Detailed Device Information

Located at Configuration > Infrastructure Devices > Detailed Device Information.

By clicking any device IP address in the Existing Devices table, you can bring up a detailed overview of that device.

On loading, the device name, device IP address and device ID are given across the top of the page.

SNMP Settings

Below this information, you will see the SNMP Settings panel. SNMP information is listed here. This includes:

  • Date and time of last SNMP details poll.
  • Date and time of last SNMP Interfaces poll.
  • Last SNMP duration in milliseconds.
  • Date and time of last DSP check.
  • SNMP Location.
  • Number of interfaces.
  • Device description.
  • Device ObjectID.
  • Device poller.
  • Device name.
  • Templates, e.g. V5.
  • Flows: more detail can be shown by clicking the drill down arrow.

To change the device name:

  • Enter the new name in the text box.
  • Click Save Save icon. to save changes.

To change SNMP version and/or community:

  • Select a version number from the drop-down box.
  • Enter a community name.
  • Click Save Save icon. to save changes.
  • Click Test SNMP Fields to test these settings.

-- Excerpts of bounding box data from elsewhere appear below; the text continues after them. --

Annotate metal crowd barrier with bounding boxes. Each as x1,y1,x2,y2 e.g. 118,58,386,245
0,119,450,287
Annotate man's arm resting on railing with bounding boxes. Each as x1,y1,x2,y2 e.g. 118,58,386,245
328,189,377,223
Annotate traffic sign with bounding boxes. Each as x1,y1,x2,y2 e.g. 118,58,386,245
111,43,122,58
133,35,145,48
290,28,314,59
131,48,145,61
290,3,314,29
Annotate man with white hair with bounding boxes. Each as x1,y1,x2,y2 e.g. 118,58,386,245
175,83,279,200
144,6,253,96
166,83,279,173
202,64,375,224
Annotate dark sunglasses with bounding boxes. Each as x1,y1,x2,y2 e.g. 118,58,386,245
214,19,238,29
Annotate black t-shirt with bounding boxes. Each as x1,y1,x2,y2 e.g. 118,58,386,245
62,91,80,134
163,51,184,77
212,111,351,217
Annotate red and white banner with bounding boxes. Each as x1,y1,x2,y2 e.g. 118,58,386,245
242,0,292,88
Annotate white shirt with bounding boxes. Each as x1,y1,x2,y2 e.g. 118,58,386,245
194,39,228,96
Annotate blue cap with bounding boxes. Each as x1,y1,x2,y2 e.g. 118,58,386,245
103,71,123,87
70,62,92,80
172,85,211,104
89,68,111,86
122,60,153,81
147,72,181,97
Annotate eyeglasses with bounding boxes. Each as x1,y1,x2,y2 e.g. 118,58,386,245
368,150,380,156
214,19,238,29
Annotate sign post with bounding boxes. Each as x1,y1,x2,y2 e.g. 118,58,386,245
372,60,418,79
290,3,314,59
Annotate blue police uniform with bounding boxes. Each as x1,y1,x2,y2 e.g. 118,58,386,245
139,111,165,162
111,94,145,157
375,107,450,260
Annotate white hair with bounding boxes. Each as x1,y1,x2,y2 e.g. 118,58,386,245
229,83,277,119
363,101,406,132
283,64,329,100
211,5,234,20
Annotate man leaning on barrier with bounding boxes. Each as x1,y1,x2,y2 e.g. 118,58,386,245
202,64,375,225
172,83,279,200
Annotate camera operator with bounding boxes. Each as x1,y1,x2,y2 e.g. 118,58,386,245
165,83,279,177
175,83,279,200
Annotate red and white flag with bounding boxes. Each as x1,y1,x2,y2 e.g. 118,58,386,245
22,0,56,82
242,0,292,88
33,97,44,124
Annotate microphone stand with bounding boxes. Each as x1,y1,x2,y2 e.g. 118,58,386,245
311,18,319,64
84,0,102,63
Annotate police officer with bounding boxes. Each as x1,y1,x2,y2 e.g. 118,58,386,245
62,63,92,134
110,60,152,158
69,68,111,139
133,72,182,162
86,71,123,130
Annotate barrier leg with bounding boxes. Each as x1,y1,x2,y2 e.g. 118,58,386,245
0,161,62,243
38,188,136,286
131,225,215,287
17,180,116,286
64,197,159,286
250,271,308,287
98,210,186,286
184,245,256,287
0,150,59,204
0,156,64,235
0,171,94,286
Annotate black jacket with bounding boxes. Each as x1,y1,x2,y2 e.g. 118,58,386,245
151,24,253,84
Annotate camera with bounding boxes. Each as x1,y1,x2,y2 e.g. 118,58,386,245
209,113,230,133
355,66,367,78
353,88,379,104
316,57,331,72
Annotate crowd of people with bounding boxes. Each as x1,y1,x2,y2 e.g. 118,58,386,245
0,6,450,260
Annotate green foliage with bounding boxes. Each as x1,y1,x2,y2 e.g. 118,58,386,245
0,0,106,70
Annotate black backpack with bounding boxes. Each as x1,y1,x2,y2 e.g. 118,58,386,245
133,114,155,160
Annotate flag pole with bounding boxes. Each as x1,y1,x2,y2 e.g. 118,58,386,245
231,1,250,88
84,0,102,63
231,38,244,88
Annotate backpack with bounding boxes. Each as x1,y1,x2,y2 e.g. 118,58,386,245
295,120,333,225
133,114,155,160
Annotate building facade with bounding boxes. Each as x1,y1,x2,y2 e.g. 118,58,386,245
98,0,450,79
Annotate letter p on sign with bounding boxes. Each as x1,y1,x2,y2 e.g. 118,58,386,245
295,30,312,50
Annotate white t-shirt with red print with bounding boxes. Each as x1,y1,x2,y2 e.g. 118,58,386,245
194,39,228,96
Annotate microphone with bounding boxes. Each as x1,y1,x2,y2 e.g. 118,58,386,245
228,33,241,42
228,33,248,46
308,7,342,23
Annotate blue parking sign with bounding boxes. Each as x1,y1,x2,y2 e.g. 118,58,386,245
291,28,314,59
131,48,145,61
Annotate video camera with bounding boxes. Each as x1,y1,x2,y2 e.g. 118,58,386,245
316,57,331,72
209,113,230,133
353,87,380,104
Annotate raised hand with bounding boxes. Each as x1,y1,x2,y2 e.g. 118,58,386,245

To test SNMP settings and status:

  • Click Refresh Refresh icon. to refresh status.
  • You will seen a green Up arrow indicating that SNMP is up or a red Down arrow if SNMP is down.

All other device information is populated automatically from the device and cannot be edited.

Attributes and Tools

To add attributes to the device:

  • Select a device type from the drop-down menu.
  • Enter a name for the attribute and click + to add.
  • To remove an attribute, click the small x.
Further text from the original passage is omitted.